Kids will delight both music lovers and the Lorax when they create original Seussical instruments out of items from the recycling bin! Make enough instruments to form a family or neighborhood Boom Band or get everyone to play and parade up and down Mulberry Street!
What you’ll need:
- items from the recycling bin (plastic bottles with a short neck, collar, and lip; cardboard tubes; plastic caps with extended nozzles)
- items from the shed, garage or hardware store (garden hose or plastic tubing; funnels)
- poster board or construction paper
- Dr. Seuss titles such as Horton Hears a Who!, The Sleep Book, Happy Birthday to You!, Did I Ever Tell You How Lucky You Are?, and If I Ran the Circus
- masking tape, painter’s tape, or duct tape
- paint, glitter, stickers (optional)
- scissors and craft knife
Directions:
Read together and seek design inspiration from the three-nozzled bloozer, one-nozzled noozer, the Birthday Horn, the Hinkle-Horn, the Poggle Horn and other brass instruments created by Dr. Seuss.
To build an instrument that will produce sound, it will need to have a mouthpiece and a funnel-shaped bell. The tubes or pipes that connect the mouthpiece to the bell won’t have valves like a traditional brass instrument, but they will help channel the sound and when twisted and turned, look extremely Seussian!

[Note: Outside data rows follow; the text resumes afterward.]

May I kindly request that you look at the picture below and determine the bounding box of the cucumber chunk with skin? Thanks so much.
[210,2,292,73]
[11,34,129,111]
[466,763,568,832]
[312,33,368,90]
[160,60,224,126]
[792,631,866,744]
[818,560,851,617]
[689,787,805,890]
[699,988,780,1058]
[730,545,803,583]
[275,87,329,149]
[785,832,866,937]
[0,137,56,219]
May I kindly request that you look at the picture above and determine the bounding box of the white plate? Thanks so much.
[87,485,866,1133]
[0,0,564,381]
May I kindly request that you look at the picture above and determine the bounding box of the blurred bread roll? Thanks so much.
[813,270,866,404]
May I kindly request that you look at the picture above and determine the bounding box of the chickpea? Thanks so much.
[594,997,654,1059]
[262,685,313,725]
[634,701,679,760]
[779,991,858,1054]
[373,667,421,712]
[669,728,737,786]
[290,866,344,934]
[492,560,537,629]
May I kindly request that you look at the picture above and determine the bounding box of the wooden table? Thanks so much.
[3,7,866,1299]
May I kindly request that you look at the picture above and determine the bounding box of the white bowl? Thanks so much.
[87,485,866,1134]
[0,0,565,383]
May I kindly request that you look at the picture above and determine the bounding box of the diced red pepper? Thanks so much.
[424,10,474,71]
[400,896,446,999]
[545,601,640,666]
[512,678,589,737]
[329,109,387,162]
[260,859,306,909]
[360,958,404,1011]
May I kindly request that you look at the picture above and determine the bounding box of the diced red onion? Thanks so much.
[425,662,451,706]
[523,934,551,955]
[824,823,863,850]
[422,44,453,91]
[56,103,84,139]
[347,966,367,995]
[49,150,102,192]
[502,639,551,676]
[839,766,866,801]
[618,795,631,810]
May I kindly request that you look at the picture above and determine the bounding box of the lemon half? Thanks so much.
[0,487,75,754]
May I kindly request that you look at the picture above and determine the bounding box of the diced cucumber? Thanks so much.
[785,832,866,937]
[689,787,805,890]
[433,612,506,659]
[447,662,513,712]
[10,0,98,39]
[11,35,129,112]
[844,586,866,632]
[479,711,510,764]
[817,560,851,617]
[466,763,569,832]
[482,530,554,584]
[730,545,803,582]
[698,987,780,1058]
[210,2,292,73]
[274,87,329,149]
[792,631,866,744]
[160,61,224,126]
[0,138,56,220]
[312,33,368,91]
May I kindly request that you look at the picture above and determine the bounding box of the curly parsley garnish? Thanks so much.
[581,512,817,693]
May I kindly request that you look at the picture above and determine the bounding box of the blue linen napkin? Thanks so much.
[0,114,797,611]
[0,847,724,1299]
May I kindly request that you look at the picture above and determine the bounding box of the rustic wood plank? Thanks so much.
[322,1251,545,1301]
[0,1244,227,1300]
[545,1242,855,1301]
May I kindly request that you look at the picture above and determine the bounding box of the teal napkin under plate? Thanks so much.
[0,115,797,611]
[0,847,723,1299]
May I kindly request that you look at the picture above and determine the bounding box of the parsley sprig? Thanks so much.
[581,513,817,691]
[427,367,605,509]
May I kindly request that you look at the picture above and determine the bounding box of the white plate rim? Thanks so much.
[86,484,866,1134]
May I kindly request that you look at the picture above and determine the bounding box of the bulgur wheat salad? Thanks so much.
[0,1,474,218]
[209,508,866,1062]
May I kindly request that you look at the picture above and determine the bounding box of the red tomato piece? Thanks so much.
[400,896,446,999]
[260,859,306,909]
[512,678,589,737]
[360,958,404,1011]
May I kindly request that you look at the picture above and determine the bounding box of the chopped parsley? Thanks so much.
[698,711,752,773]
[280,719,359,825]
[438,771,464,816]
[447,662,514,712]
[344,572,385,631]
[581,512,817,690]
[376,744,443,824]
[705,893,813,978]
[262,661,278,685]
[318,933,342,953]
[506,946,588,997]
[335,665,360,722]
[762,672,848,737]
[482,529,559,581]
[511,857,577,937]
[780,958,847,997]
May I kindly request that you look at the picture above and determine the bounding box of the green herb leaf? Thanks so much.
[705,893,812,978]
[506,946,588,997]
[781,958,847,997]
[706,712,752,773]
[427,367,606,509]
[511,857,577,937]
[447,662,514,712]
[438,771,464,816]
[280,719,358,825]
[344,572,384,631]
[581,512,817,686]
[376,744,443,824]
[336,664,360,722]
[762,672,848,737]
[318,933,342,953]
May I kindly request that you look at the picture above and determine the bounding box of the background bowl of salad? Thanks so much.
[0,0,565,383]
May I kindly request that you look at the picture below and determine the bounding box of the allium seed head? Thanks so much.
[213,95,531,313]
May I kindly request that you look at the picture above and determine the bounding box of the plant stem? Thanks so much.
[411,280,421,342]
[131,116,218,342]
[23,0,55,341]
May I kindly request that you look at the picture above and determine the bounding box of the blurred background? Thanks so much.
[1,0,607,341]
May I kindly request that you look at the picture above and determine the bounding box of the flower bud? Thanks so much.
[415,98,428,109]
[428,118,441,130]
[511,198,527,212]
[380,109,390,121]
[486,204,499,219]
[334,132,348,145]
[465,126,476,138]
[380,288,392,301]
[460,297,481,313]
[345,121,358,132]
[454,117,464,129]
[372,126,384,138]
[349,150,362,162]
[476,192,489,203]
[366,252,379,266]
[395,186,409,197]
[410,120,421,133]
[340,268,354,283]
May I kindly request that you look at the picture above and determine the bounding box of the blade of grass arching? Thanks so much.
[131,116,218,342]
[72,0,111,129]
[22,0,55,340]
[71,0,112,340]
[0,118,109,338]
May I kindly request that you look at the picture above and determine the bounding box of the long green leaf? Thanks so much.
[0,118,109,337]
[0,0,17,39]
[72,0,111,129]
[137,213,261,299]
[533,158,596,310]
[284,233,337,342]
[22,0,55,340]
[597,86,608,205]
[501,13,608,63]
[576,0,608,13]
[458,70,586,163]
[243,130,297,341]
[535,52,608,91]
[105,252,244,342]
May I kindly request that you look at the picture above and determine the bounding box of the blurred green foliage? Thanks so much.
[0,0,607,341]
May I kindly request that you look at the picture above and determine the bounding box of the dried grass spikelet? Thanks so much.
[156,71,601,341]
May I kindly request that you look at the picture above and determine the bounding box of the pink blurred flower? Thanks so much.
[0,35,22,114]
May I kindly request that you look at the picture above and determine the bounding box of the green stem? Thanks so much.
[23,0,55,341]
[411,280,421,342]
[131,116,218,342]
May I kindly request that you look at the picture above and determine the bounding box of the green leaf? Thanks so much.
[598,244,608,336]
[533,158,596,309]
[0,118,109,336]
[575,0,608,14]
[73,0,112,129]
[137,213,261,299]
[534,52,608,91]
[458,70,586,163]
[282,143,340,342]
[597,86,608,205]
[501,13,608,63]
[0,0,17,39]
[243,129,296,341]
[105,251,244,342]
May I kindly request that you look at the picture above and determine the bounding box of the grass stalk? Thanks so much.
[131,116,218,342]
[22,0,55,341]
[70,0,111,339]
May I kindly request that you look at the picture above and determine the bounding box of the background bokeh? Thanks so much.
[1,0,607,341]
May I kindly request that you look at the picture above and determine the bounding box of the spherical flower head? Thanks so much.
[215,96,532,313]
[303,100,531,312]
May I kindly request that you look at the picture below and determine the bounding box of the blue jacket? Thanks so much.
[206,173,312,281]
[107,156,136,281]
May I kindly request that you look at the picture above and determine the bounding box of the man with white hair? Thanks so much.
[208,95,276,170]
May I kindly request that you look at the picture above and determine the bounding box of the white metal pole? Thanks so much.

It is a good idea to have kids sketch an idea for their instrument first. But before they start drawing, have them take a look at the materials available for building.
If you’re relying on items from the recycling bin, have kids tape cardboard tubes together into the desired shape and length. Form a bell by making a cone from the posterboard and attaching it to one end of the tube using tape. On the other end, secure a mouthpiece that’s made from the top of a plastic bottle. To make the mouthpiece, an adult should use a craft knife to cut around the shoulder of the bottle. Fit this piece snugly into the instrument tube and secure with tape. The neck, collar, and lip of the bottle should protrude from the tube for blowing.
For making an instrument with items from the shed or garage, an adult should cut a desired length of clean hose or tubing. Kids can fit the stem of a funnel onto one end. The stem can either fit into the tube or the tube can fit into the stem. Secure with tape. Add a mouthpiece to the other end. A plastic cap with an extended nozzle works well as the nozzle tip can be fitted into the tube. Use tape to secure interesting coils and loops shaped from the tubing.
Before kids start blowing their instruments, have them practice buzzing their lips together as if they are blowing a “raspberry.” When they make this noise into the mouthpiece, it vibrates and produces the instrument’s sound!
Let kids use paint or glitter to decorate their instruments. Then strike up the band!